The specific areas affected by AI and explored here include: self-driving cars, medical applications, military armaments and financial market data. Armed drones are an example of this, and a surgeon provides a real-world study on how a computer would have an advantage over him. The time is devoted to the “Jeopardy” experience, where IBM Watson (created by David Farucci) takes on the best competitors and wins. Here, too, the focus is on robotics, the effects of which go far beyond the loss of jobs in the factory.

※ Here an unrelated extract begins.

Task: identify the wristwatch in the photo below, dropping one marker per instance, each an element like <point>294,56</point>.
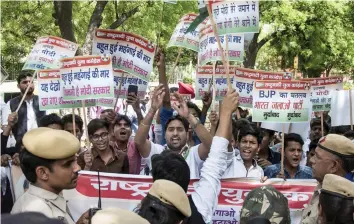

The famous documentary filmmaker Mark Monroe (ICARUS, MARRY, The COVE) helps the director Paine in the structure of the presentation, as many topics are discussed. The electronic score is sometimes a little authoritarian, and we can’t help but question the Motivation behind the dedication of the film “in memory of Stephen Hawking”. The Film could be considered a high-tech horror, but rather it is a wake-up call to pay attention to current developments (and how data is collected and processed). The last thing we want is for the film’s opening quote to come true: “You are my Creator, but I am your master” (Mary Shelley from “Frankenstein”).